Abstract

The purpose of this paper is to reconstruct the debate on the international clearing mechanism from the pioneering proposals of the nineteenth century to the years of high theory, at the beginning of the 1940s, when several plans were defined to establish international clearing mechanisms, and the well-known John Maynard Keynes’s International Clearing Union Plan was joined by other projects proposed by Paul Einzig and two German-born economists, Ernst Friedrich Schumacher and Hubert Ladenburg. As is well known, the Keynes plan was conceived as a response to the Nazi plan to establish a multilateral clearing system for regulating trade relations in the economic space of the countries occupied by the Third Reich. However, Keynes did not elaborate a plan radically opposed to the Nazi proposal, but shared its essential core.

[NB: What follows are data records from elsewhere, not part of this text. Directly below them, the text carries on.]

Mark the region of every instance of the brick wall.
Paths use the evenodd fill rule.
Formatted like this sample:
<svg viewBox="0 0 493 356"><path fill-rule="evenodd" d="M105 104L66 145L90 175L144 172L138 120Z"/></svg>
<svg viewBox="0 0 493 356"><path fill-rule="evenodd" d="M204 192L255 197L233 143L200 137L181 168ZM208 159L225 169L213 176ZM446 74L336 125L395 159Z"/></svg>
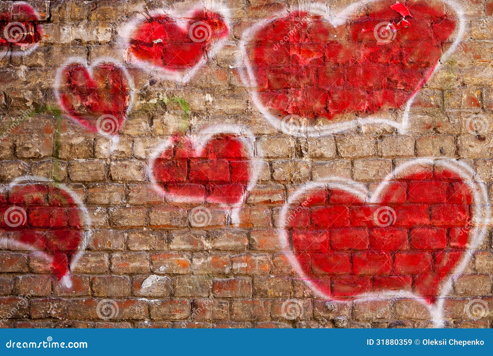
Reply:
<svg viewBox="0 0 493 356"><path fill-rule="evenodd" d="M277 101L271 106L262 101L278 118L278 119L273 123L261 113L258 103L253 99L251 86L247 85L242 78L241 71L245 69L239 62L244 54L242 41L250 39L246 38L245 32L259 21L279 11L306 8L309 1L304 4L291 0L225 2L222 7L229 8L230 12L229 30L224 29L225 21L223 23L222 20L212 19L216 26L212 28L213 36L216 36L217 41L196 43L205 46L201 47L203 52L200 52L203 49L199 51L197 58L204 54L213 58L195 71L192 70L193 65L187 67L183 64L164 68L159 65L149 65L150 60L143 65L138 63L135 60L139 56L154 55L142 54L137 50L129 54L126 49L129 43L135 44L132 42L135 38L129 42L125 36L129 35L129 31L131 32L140 28L136 19L146 13L146 6L151 13L153 9L162 8L177 12L188 10L197 3L133 0L28 2L29 5L22 5L25 8L16 8L19 6L17 1L0 1L0 12L3 14L1 18L5 19L1 28L17 21L24 24L31 34L20 43L6 41L5 33L0 38L0 44L5 49L0 62L0 133L5 133L0 141L1 211L5 216L8 208L20 207L20 218L26 219L20 226L5 225L5 221L0 225L0 316L5 317L2 326L422 327L433 325L433 318L428 310L430 305L442 311L441 319L446 326L492 326L493 246L487 207L493 180L493 3L461 0L465 20L460 43L422 88L416 88L416 81L411 81L411 84L401 83L403 86L393 92L396 97L403 96L405 100L379 101L374 98L367 100L371 105L366 109L353 102L348 104L347 110L333 110L329 102L325 101L321 111L324 114L330 112L330 115L325 115L319 123L312 117L321 112L317 108L316 100L309 100L308 108L289 101L301 97L303 93L288 96L286 102L291 104L286 104L285 107L281 107ZM338 0L326 4L334 14L351 2ZM386 11L393 3L385 2ZM442 9L443 4L437 3ZM220 4L207 4L217 8ZM26 10L31 7L32 13ZM22 11L13 10L20 8ZM355 10L353 16L365 19L365 16L371 17L374 11L380 11L378 6L375 8L361 6ZM412 13L418 11L416 8L411 8ZM393 12L377 19L398 17L394 10L388 11ZM442 11L451 13L449 9ZM436 16L442 16L440 14ZM436 23L423 25L420 22L419 16L410 19L409 28L413 35L418 36L417 33L423 29L436 29L438 26ZM210 16L207 21L210 19ZM340 32L337 32L343 38L337 40L341 41L337 45L350 48L352 45L344 37L344 31L352 30L349 27L343 27L343 30L338 28ZM457 35L458 28L454 35ZM363 33L358 28L358 33ZM390 52L386 51L403 48L416 40L405 37L407 32L404 32L408 30L403 28L396 32L397 36L404 33L402 42L390 42L386 45L388 47L380 49L385 58L376 60L380 61L379 67L386 75L392 60L387 55ZM372 31L370 34L373 38ZM185 31L183 35L187 32ZM334 37L332 32L330 35ZM157 39L162 42L164 38ZM291 43L298 41L292 38L289 40ZM194 45L189 41L176 41L180 46L192 46L184 53L194 53ZM24 42L26 46L23 47L20 45ZM434 65L428 62L438 61L453 46L453 42L452 37L441 39L436 44L438 55L436 58L422 57L403 65L404 69L407 65L413 68L413 65L417 65L421 69L413 75L422 79L426 75L423 68L432 69ZM139 41L135 43L138 44ZM319 42L310 42L314 43L319 44ZM320 66L335 58L324 53L323 63L317 65ZM354 52L351 53L353 57L357 57ZM74 59L81 68L94 65L92 74L96 76L95 73L103 70L100 65L101 61L109 60L108 58L114 61L108 70L117 75L112 77L114 81L110 84L104 79L96 79L92 88L87 78L83 80L77 77L77 79L73 75L71 79L67 79L74 72L70 71L73 70L70 65ZM160 57L156 63L163 58ZM173 59L166 60L171 63ZM194 60L183 59L189 62ZM335 63L340 66L339 69L346 70L346 62L337 61ZM281 71L289 67L301 70L301 66L297 65L280 67ZM373 89L365 86L366 84L359 84L360 80L365 83L370 80L364 71L369 65L369 63L361 65L360 69L363 71L355 74L349 82L346 80L352 88L348 94L351 97L355 97L354 88L359 90L358 86L373 92ZM260 78L261 66L253 67L255 75ZM83 70L81 73L83 76L89 72ZM265 84L270 90L272 87L269 86L274 86L274 81L279 79L276 75L280 75L276 73L275 70L269 72L265 83L259 85ZM322 77L306 74L297 79L296 84L308 85L311 81ZM294 85L290 82L292 79L292 77L280 80L285 86L286 82ZM77 84L77 80L82 84ZM394 90L390 84L385 90ZM105 85L109 85L110 89L107 89ZM111 85L118 90L112 90ZM342 89L323 85L320 84L320 87L331 95L342 92ZM91 95L96 92L99 96L87 99L84 88L94 90ZM399 131L396 128L402 122L399 118L404 115L404 106L414 89L419 91L407 110L406 129ZM67 97L64 97L65 94ZM343 99L334 100L340 102ZM290 108L287 108L288 106ZM347 122L351 115L351 120L360 118L372 111L391 122L363 126L356 123L354 128L334 129L318 136L293 134L286 132L282 125L286 123L282 118L286 115L294 115L292 117L295 120L308 118L309 130L316 124L329 127L333 122ZM96 123L98 117L108 113L116 117L113 123L118 127L110 134L102 133ZM239 133L224 129L233 126L243 129ZM176 158L176 150L183 146L186 148L187 141L178 140L173 144L175 151L172 154L168 152L170 157L166 149L160 150L159 147L164 147L163 143L177 132L201 134L204 129L224 131L216 138L224 139L223 134L228 134L226 139L235 144L239 142L244 151L225 158L224 152L214 151L217 147L213 142L212 146L208 146L211 141L204 144L207 155L215 152L213 157L218 157L222 163L230 167L203 167L208 170L205 181L213 181L211 186L200 177L189 179L191 173L186 169L180 173L174 170L172 166L166 166L160 173L160 178L156 178L153 162L156 159L160 162L160 160L171 161L175 162L173 164L181 162L183 156ZM196 159L200 163L200 160L212 157L194 154L185 155L188 160L187 167L196 164ZM292 197L303 185L312 181L325 182L329 178L360 183L373 192L386 177L394 172L391 180L427 182L422 187L423 196L430 194L435 183L445 182L444 189L449 192L454 183L464 180L436 176L433 179L409 176L403 178L407 171L404 176L395 175L403 164L424 157L431 157L432 161L441 158L458 160L463 164L461 166L472 170L472 179L479 185L475 187L479 187L479 190L484 187L487 195L485 201L475 200L475 205L470 202L454 203L457 206L442 217L445 222L442 225L438 226L435 221L428 224L433 228L438 226L436 230L443 231L437 235L428 231L422 238L424 242L419 246L411 239L409 241L415 243L415 248L390 248L387 252L392 265L389 268L400 269L385 276L394 276L395 274L408 278L405 285L390 289L396 293L411 291L425 300L413 299L405 293L390 297L379 294L381 291L374 284L375 275L379 274L376 272L367 278L371 278L373 284L369 290L376 293L371 298L362 297L359 290L331 297L327 297L327 293L321 293L320 288L314 287L313 281L318 278L329 280L327 275L308 275L306 270L302 268L300 271L296 263L288 258L289 254L286 253L293 252L297 246L293 246L296 244L290 239L287 247L283 243L284 228L290 230L293 226L282 223L283 206L295 206ZM232 169L231 176L236 176L234 167L243 166L238 161L247 166L244 170L238 168L240 172L238 176L246 174L246 178L230 178L221 181L221 184L239 183L237 188L242 193L228 190L210 194L212 186L224 178L226 171ZM437 169L436 166L434 169ZM201 169L197 171L203 173ZM172 178L163 178L168 174ZM214 174L217 178L211 178ZM186 179L181 182L183 177ZM172 185L180 182L194 185L188 187L191 190L187 191L188 193L181 194L182 197L191 197L191 201L177 200L167 195ZM182 193L182 189L181 187L178 191ZM207 193L197 193L201 189ZM330 194L328 199L332 196ZM435 197L439 195L434 194L431 195ZM474 192L470 194L473 195ZM424 202L428 205L440 202ZM317 201L317 204L325 207L334 205L330 201ZM352 207L353 202L339 202L338 204ZM454 212L459 205L470 212L462 223L453 221ZM207 221L204 225L194 223L194 217L191 216L198 207L203 210L201 217ZM440 209L445 208L441 206ZM476 214L475 209L482 212ZM331 214L322 214L321 229L341 227L331 226L334 218ZM406 218L412 221L414 214L408 212ZM397 211L398 222L399 216ZM474 219L478 216L479 220ZM312 219L309 218L302 227L310 225L314 218ZM356 226L362 230L370 228ZM468 231L475 227L485 230L479 234L481 238L477 245L464 241L454 247L454 229L467 229L464 236L470 240L472 235ZM389 230L385 231L383 238L390 238ZM442 232L443 244L439 235ZM334 248L335 233L331 233L331 237L327 238L332 239L330 246L325 246L325 253L331 254L338 249L346 252L348 249L367 249L367 244L359 248L345 245ZM344 232L342 236L343 239L351 236L350 231ZM371 239L372 235L369 236ZM407 239L404 239L407 243ZM321 245L329 243L329 240L321 241L318 241ZM312 246L313 241L309 242ZM455 262L439 276L440 282L450 280L450 288L443 293L439 291L447 289L443 285L437 287L439 291L418 290L419 285L424 288L435 283L423 282L423 275L420 274L421 262L413 262L415 269L418 266L416 272L399 267L414 260L412 254L423 251L435 265L438 254L443 250L449 252L453 247L458 249L461 258L464 258L463 268L458 268ZM387 253L386 248L382 247L379 251ZM404 251L413 248L418 252ZM399 249L402 251L396 253ZM303 252L310 251L305 248ZM296 251L294 253L299 262ZM353 267L359 265L360 271L364 270L360 274L364 276L369 275L368 271L374 267L367 259L360 261L361 267L354 255L348 258L351 259L348 260L351 265L348 265L348 273L351 278L354 277L351 272L354 271ZM350 284L357 285L351 281ZM328 288L329 293L335 290L333 286Z"/></svg>

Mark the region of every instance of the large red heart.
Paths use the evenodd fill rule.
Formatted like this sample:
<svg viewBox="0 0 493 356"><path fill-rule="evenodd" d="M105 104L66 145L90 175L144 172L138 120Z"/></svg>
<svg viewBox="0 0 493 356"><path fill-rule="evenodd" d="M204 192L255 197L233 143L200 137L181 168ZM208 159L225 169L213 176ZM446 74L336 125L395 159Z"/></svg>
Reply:
<svg viewBox="0 0 493 356"><path fill-rule="evenodd" d="M126 60L163 76L188 81L229 34L223 11L199 8L184 16L168 11L141 17L122 31Z"/></svg>
<svg viewBox="0 0 493 356"><path fill-rule="evenodd" d="M12 249L43 251L60 280L70 273L70 265L85 248L87 213L63 185L28 179L37 183L21 178L0 196L0 229L8 233Z"/></svg>
<svg viewBox="0 0 493 356"><path fill-rule="evenodd" d="M156 189L175 202L243 203L258 174L253 141L233 130L221 131L178 133L164 142L149 164Z"/></svg>
<svg viewBox="0 0 493 356"><path fill-rule="evenodd" d="M12 6L11 11L0 14L2 55L8 51L16 56L28 54L41 40L39 17L27 2L16 2Z"/></svg>
<svg viewBox="0 0 493 356"><path fill-rule="evenodd" d="M279 222L287 228L283 242L318 294L343 299L404 290L436 297L484 233L472 221L487 198L455 165L423 166L396 173L369 198L365 186L341 183L294 194L296 205L285 206Z"/></svg>
<svg viewBox="0 0 493 356"><path fill-rule="evenodd" d="M409 27L394 32L387 26L403 19L394 2L368 3L349 19L288 13L247 30L241 73L260 111L277 127L292 115L319 131L402 107L433 73L458 21L444 3L408 1Z"/></svg>
<svg viewBox="0 0 493 356"><path fill-rule="evenodd" d="M101 59L88 67L72 60L58 70L55 91L70 117L93 132L116 135L134 100L133 84L124 67Z"/></svg>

While being opposite sides of the conflict, both Nazi Germany and the British government proposed the same monetary order, based on multilateral clearing system, for the post-war world. The project of a new international monetary order based on the multilateral clearing system was not unanimously shared among the Allies: the United States moved on different lines confirming the centrality of gold in the post-war world order. Economic interests imposed the restoration of gold-exchange standard, based on the dollar supremacy and the Bretton Woods agreement, confirming the political success of Harry Dexter White’s proposal, was a turning point in a spontaneous path towards a new international order based on clearing agreements. Keynes proposed an economically realistic solution, based on the experience of clearing agreements resulting from the collapse of the gold exchange standard, but his plan was politically unrealistic in the face of the interests of the United States superpower. Keynes did not accept a compromise, but was simply defeated.